Bert Freed dans «Detective Story» (Paramount, 1951).
2. L’origine du nom de Columbo (avec un «u» et non un «o», merci) demeure mystérieuse. Le seul survivant du duo, William Link, ne s’en souvient pas.
3. Dans la série, le lieutenant refuse de dire son prénom, demandant qu’on l’appelle «lieutenant».
4… mais dans un épisode, on peut lire le prénom «Frank» sur son badge de policier.
5. Le personnage de Columbo est inspiré d’un personnage du roman de Dostoïevski Crime et Châtiment, en l’occurrence le procureur Porphyre Petrovitch.
6. En 1962, Link et Levinson adaptent leur scénario de 1960 pour le théâtre, avec le vieillissant Thomas Mitchell (qui mourra la même année) dans le rôle du policier. On ne connaît qu’une photo (de piètre qualité) de cette pièce, prise pendant les répétitions. L’assassin y était joué par la star Joseph Cotten.

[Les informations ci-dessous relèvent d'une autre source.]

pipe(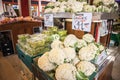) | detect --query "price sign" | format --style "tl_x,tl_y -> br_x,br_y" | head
72,13 -> 92,32
44,14 -> 53,27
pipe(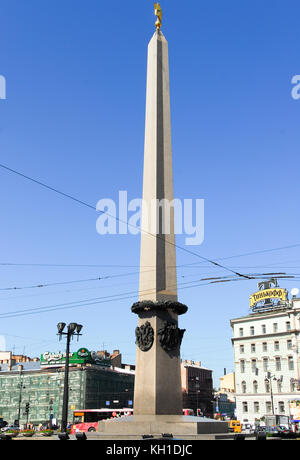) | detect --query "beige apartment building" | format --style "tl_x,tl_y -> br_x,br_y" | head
231,281 -> 300,424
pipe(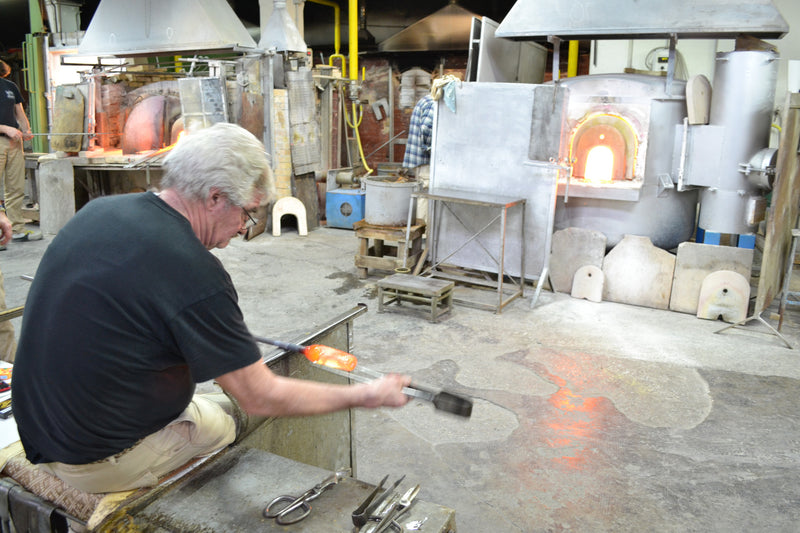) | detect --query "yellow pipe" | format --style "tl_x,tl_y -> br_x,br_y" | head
348,0 -> 358,80
353,103 -> 372,173
329,53 -> 347,73
568,40 -> 579,77
342,90 -> 373,174
308,0 -> 341,56
337,0 -> 370,173
308,0 -> 346,71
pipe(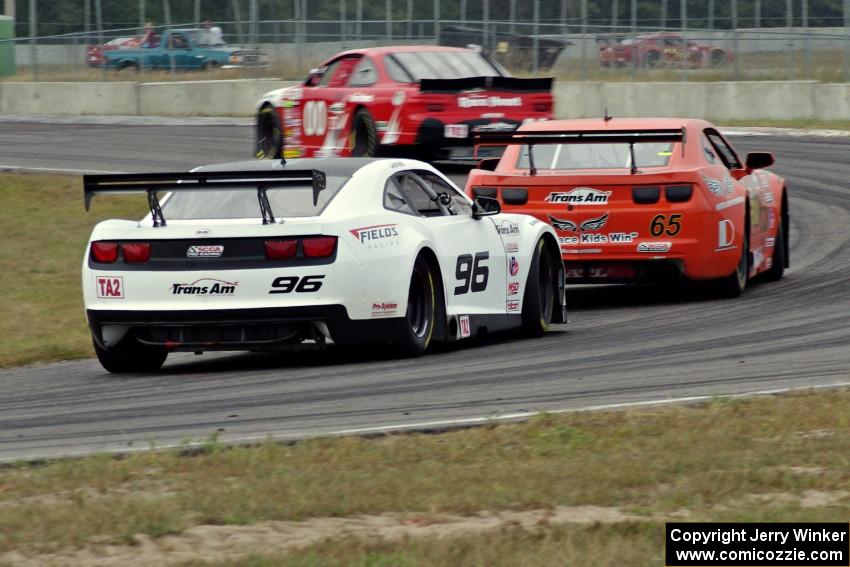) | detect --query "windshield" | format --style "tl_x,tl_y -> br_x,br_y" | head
183,30 -> 220,47
390,51 -> 502,80
161,176 -> 349,220
516,143 -> 675,170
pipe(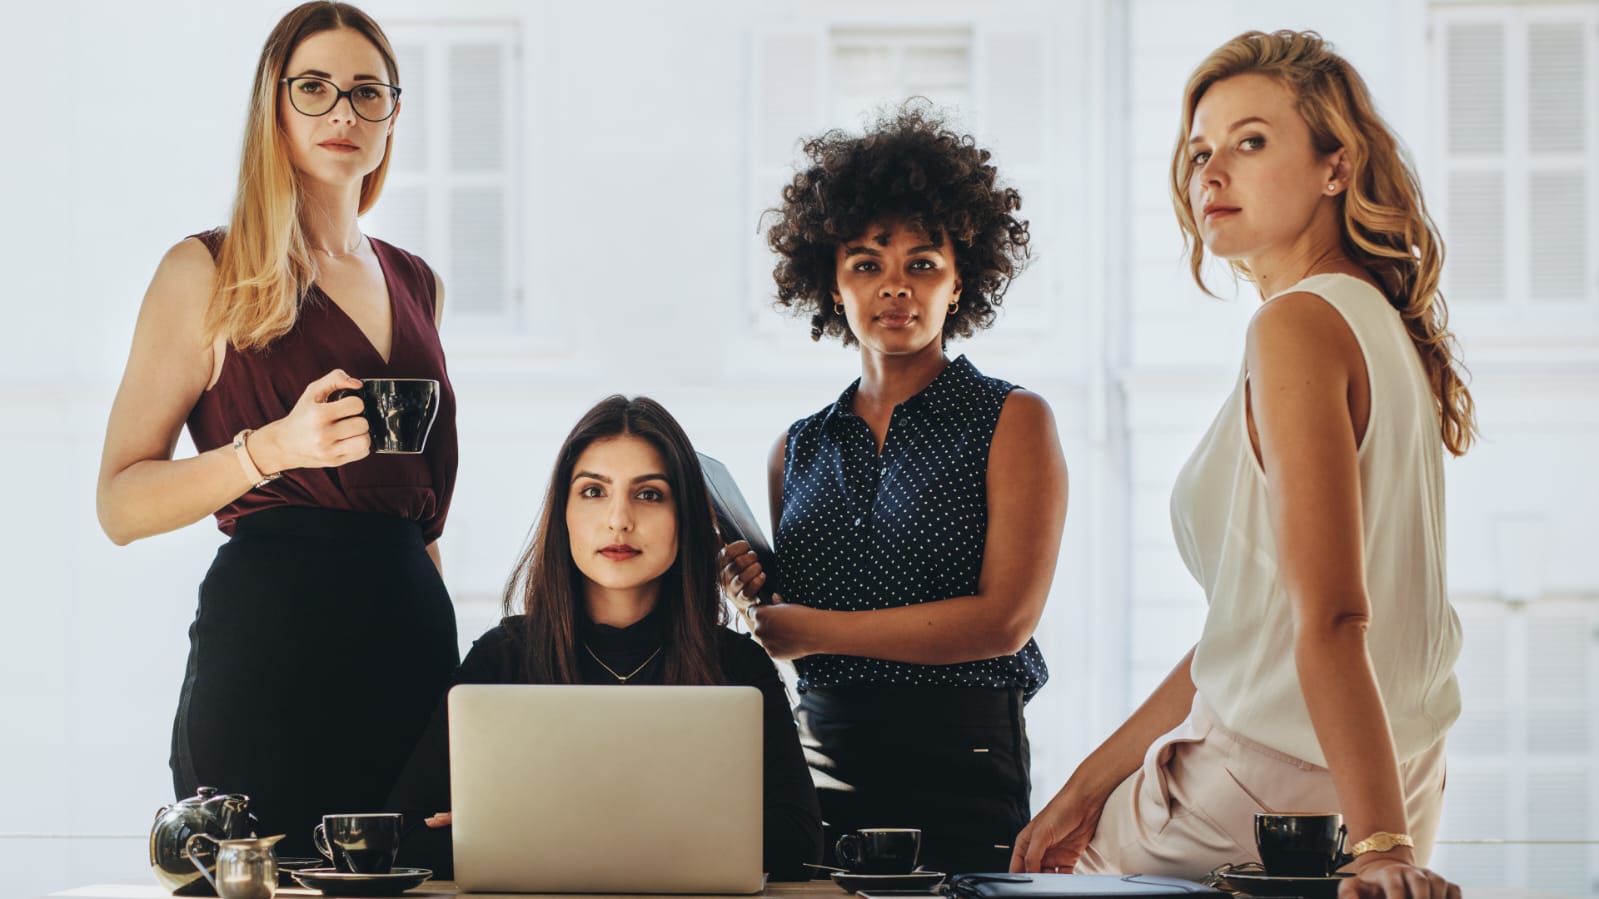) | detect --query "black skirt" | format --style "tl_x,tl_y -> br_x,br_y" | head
171,507 -> 459,858
798,684 -> 1031,876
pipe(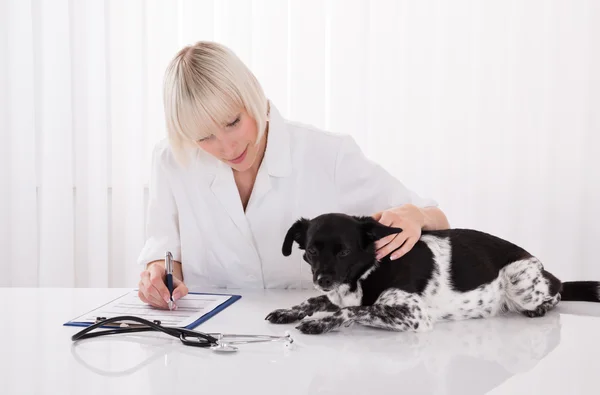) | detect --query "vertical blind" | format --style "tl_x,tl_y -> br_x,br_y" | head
1,0 -> 599,288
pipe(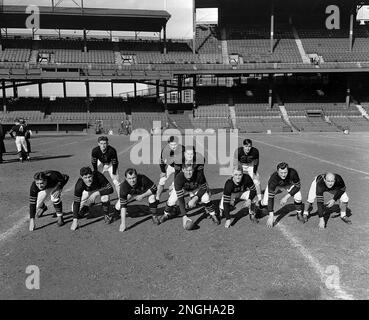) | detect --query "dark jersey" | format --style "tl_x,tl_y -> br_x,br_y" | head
233,146 -> 259,173
119,174 -> 157,208
73,171 -> 113,216
29,171 -> 69,218
223,174 -> 256,218
267,168 -> 301,212
174,151 -> 205,177
9,124 -> 27,137
174,170 -> 207,215
315,173 -> 346,217
91,145 -> 119,174
159,144 -> 185,173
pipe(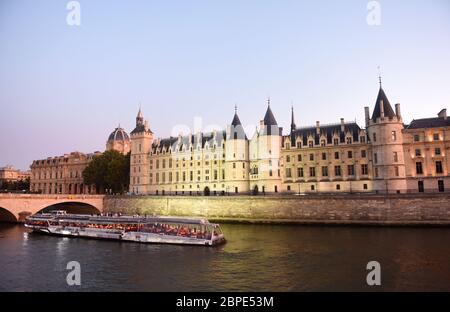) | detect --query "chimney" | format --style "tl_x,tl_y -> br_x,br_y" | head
340,118 -> 345,132
438,109 -> 447,120
380,100 -> 385,118
395,103 -> 402,120
316,121 -> 320,135
364,106 -> 370,127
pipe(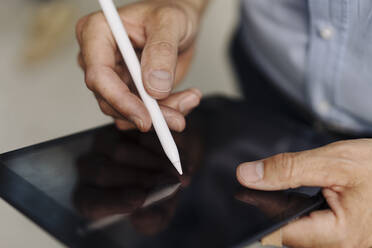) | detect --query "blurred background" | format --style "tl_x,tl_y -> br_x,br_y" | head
0,0 -> 239,154
0,0 -> 248,247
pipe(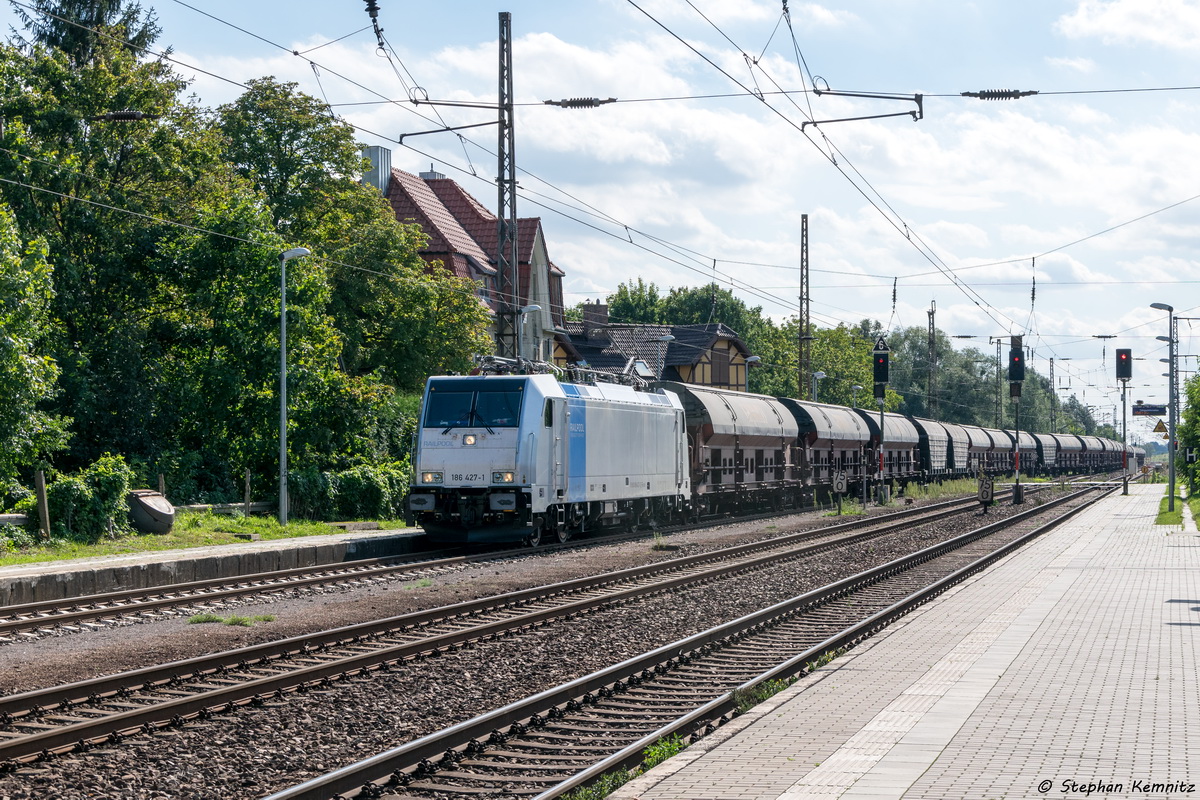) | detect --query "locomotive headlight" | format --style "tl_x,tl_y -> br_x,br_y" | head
420,471 -> 444,484
493,471 -> 515,483
463,434 -> 477,446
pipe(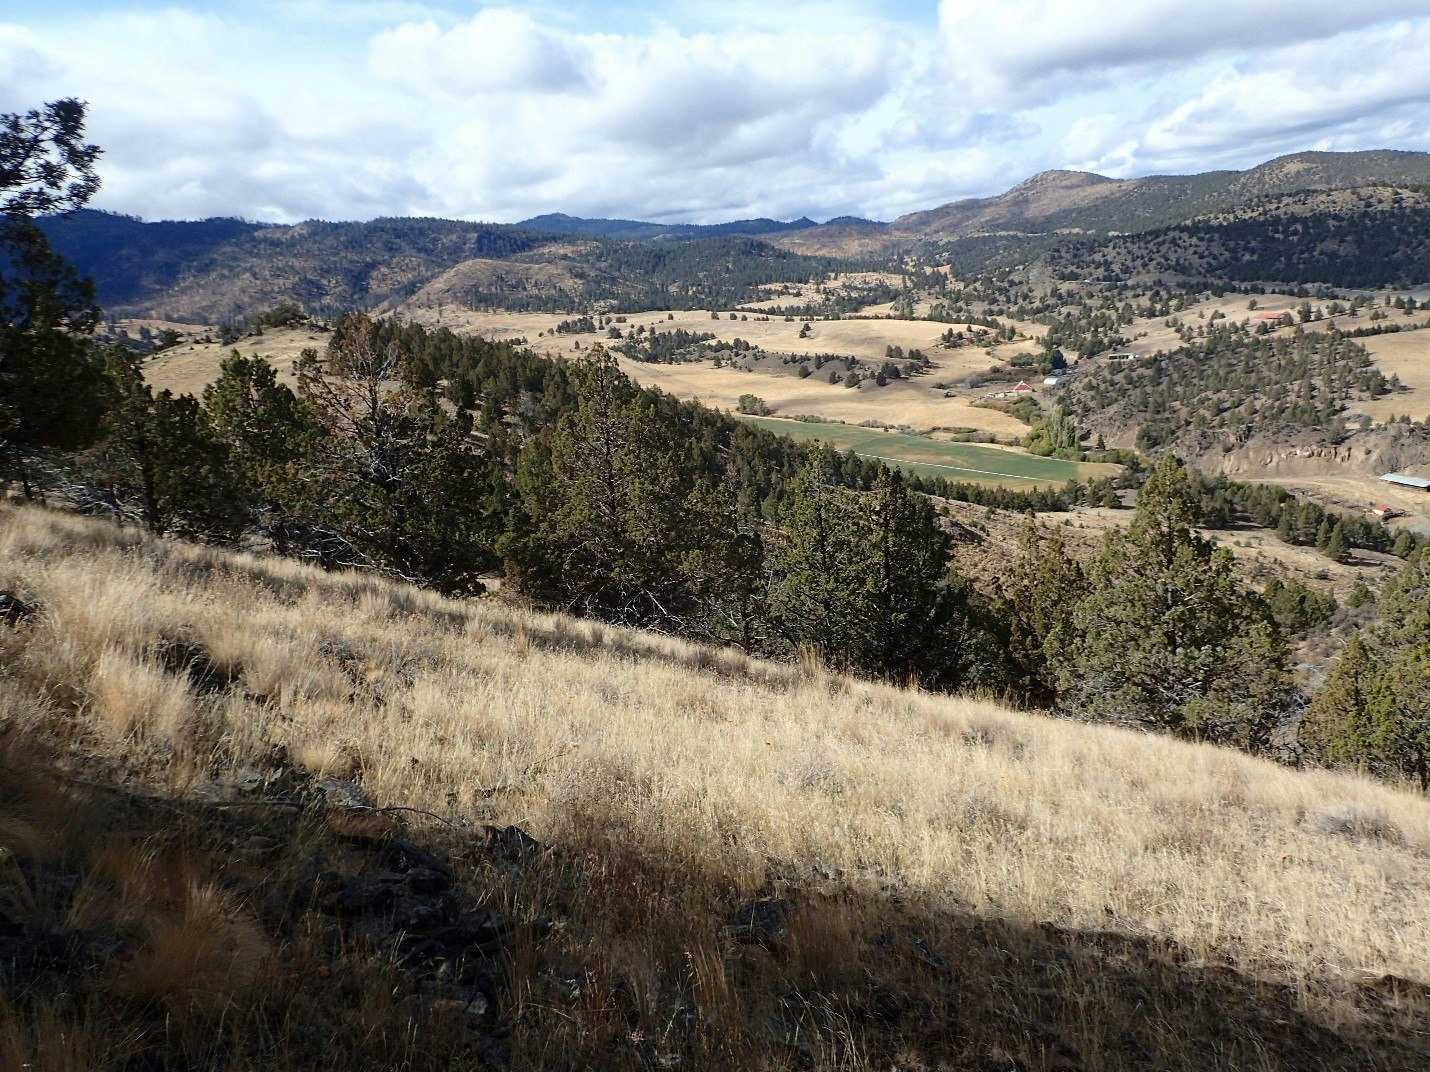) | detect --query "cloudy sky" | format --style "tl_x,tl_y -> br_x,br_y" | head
2,1 -> 1428,224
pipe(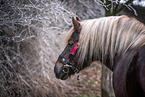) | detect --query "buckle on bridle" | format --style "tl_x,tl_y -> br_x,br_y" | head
63,66 -> 69,73
74,68 -> 79,74
58,56 -> 79,74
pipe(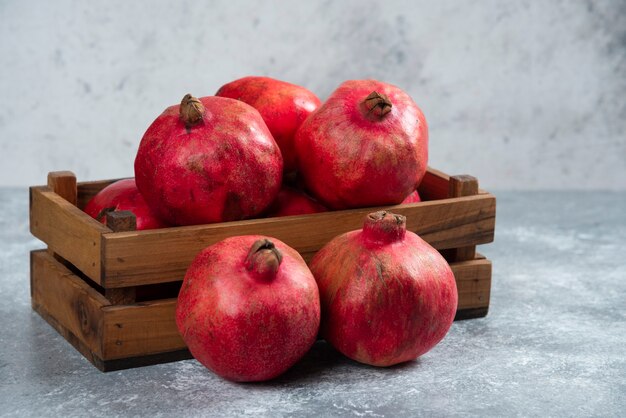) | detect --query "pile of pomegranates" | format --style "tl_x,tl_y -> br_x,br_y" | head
85,77 -> 429,227
82,77 -> 460,381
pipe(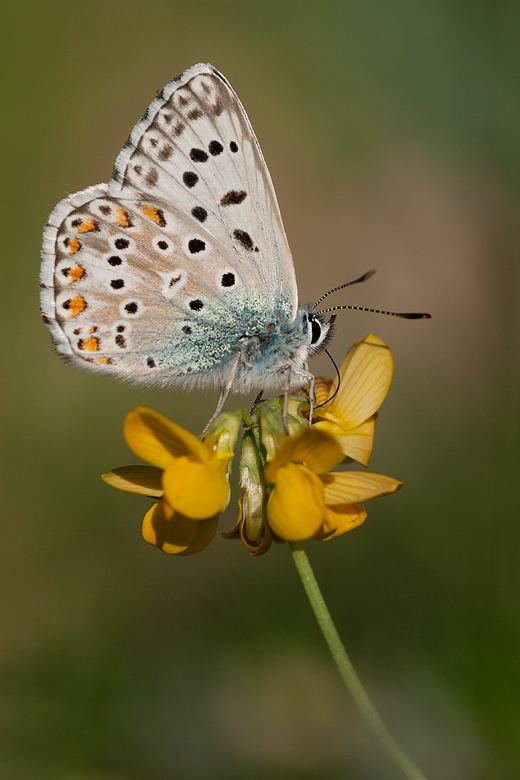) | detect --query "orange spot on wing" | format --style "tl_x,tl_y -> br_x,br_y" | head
95,356 -> 110,364
82,336 -> 99,351
77,218 -> 97,233
139,204 -> 162,224
115,208 -> 131,227
68,237 -> 81,254
68,295 -> 86,318
67,265 -> 85,282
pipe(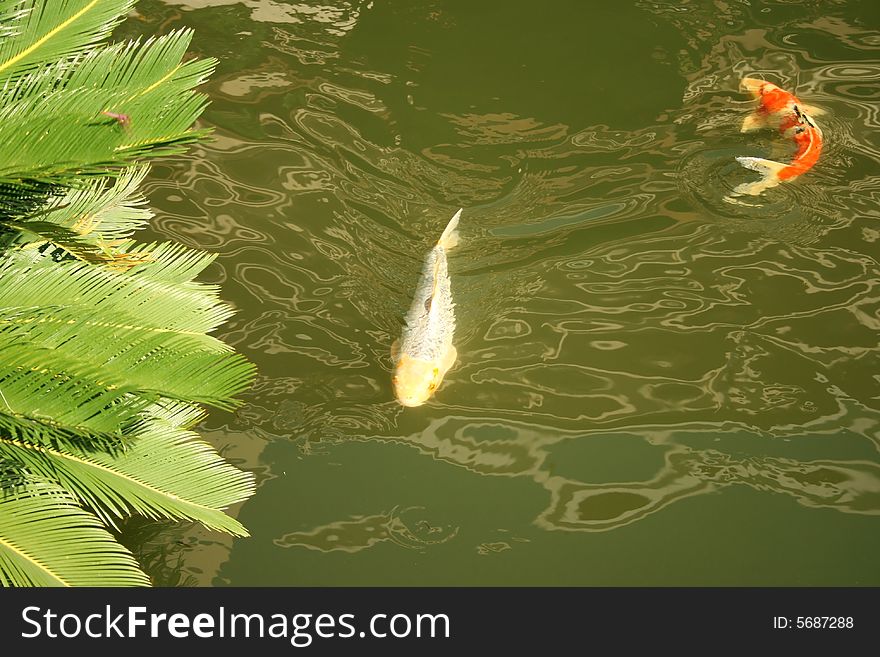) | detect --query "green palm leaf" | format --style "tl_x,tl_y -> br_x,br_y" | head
0,167 -> 152,252
0,479 -> 150,586
0,339 -> 149,445
0,0 -> 136,80
0,0 -> 258,587
0,421 -> 254,535
118,241 -> 222,285
0,249 -> 235,336
0,26 -> 215,185
0,306 -> 252,405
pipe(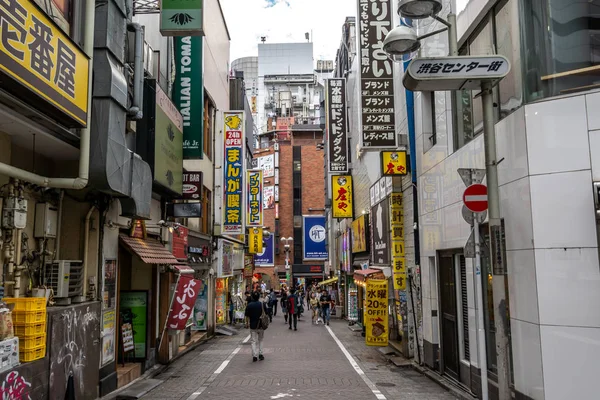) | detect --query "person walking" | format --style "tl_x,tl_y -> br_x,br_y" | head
266,289 -> 275,322
287,288 -> 299,331
280,287 -> 288,324
271,288 -> 278,316
309,292 -> 320,324
320,289 -> 332,326
245,291 -> 267,362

7. C’est donc le 20 février 1968 que Columbo apparaît à la télévision américaine sous les traits de Peter Falk, dans Prescription : Murder (Inculpé de meurtre), adaptation en téléfilm de la pièce de 1962 dont l’action a été transférée de New York à Los Angeles.
8. Même s’il est censé être un téléfilm sans suite, Inculpé de meurtre deviendra de fait le premier de 69 épisodes, dont le dernier, Columbo mène la danse, date de 2003. Il ne sera décidé d’en faire une série (ou, plus précisément, une collection de téléfilms indépendants les uns des autres) qu’en 1971.
9. Los Angeles demeurera la ville où se déroule la série, à l’exception de quelques épisodes, dont le très discutable SOS Scotland Yard (1972).
10. Dès le départ, le principe est posé : on assiste au meurtre au début, et le suspense réside dans la méthode avec laquelle Columbo va coincer le coupable.
11. Columbo n’est d’ailleurs pas le personnage principal. Dans le premier épisode, il n’apparaît qu’au bout de trente minutes. De fait, les vrais «héros» de Columbo sont les meurtriers, régulièrement incarnés par des «guest stars» de renom (Johnny Cash, Ray Milland, Faye Dunaway, Donald Pleasence…). Voici une vidéo qui en a retenu quelques autres.
12. Le premier épisode officiel de Columbo est en fait le troisième, après le téléfilm de 1968 et un pilote. Intitulé Murder By The Book, il est réalisé en 1971 par le jeune Steven Spielberg.
13. Parmi les réalisateurs notables à qui l’on doit des Columbo, outre Spielberg, Jonathan Demme a réalisé le très bon Murder Under Glass (1978) et Ted Post a réalisé deux épisodes un peu à part, A Case of Immunity (1975) et A Matter of Honor (1976).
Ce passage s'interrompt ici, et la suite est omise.